If a member company exceeds the actuarial projections, a stipulation for assessment is built in. This helps for two reasons: ensuring adequate funding and creating an incentive for members to focus on loss prevention and claims management.
Privacy is an added benefit of the fronted insurance paper; when certificates of insurance are issued, they do not reference the captive, so no other company will know that your company is a member.
Advantages of captives
CIA has put dozens of our clients into captives, and the success rate has been phenomenal. Our clients love captives for a variety of reasons. Given the rigorous underwriting process, captives can save a company money on its auto liability, general liability and workers’ compensation programs. The underwriting method allows the captive to estimate the total amount of losses accurately and charges premium commensurate with it.

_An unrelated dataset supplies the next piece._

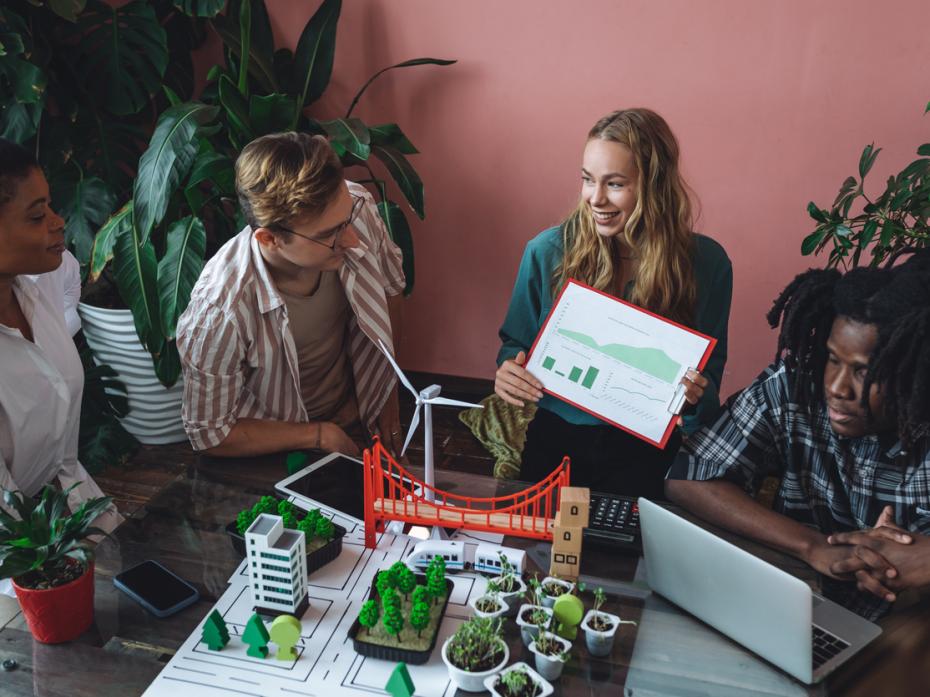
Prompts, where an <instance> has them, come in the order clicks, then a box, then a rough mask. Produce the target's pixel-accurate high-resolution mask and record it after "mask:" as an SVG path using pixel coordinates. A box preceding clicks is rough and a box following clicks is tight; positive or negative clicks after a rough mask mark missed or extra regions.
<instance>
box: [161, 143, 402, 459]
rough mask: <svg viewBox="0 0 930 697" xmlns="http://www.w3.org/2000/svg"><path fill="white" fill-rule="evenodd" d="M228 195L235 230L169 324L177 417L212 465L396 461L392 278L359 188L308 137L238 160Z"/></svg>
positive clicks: (398, 249) (372, 201)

In addition to saving on liability and workers’ compensation, based on CIA’s data, long-term captive members have been able to improve their claims experience. The reduction of losses and premiums also has resulted in below-market pricing for umbrella and excess liability layers in the standard insurance marketplace.
Claims management
Captives employ third-party administrators who are assigned only to the specific captive, with a restriction on the number of claims they can handle, usually up to 50. Unfortunately, in the years since the onset of the COVID-19 pandemic, the workforce has been slow to return to work, leaving companies short-staffed, including standard market claims adjustors who are forced to juggle up to 200 claims at a time. Standard market adjustors are slow to respond and quick to pay out, which leads to larger-than-necessary losses.
Members work every step of the way to help keep claims costs down and fight claims identified as fraud. Members are given an online portal where they check on the status of a claim, day or night, 365 days a year.
Loss control
Captive members are provided a loss control program tailored to their businesses. An annual, two-day risk control workshop focuses on relevant issues facing environmental, health and safety experts. Risk control webinars are hosted monthly reviewing safety, loss prevention, claims management and more. Personal loss control consultants audit members’ safety programs, review early return-to-work programs, conduct mock department of transportation audits, provide mock Occupational Safety and Health Administration site visits and other safety-related tasks.
Turning a liability to an asset
Standard insurance market premiums are considered a sunk cost for well-run, safe businesses because no incentive is offered for a best-in-class business to continue safe practices with its premiums going up year after year.
Captives are great in the sense that they are truly an investment, and members can receive tax advantageous dividends after three years. The dividends can be distributed into a trust for personal reasons, reinvested back into the businesses or used for future premium costs. Year over year, our captives have outperformed the S&P 500 in investment income percentages.
Captives are an outside-the-box method to escape the standard insurance market. They provide numerous benefits, such as cost savings, risk management and return on investment income for well-run operators.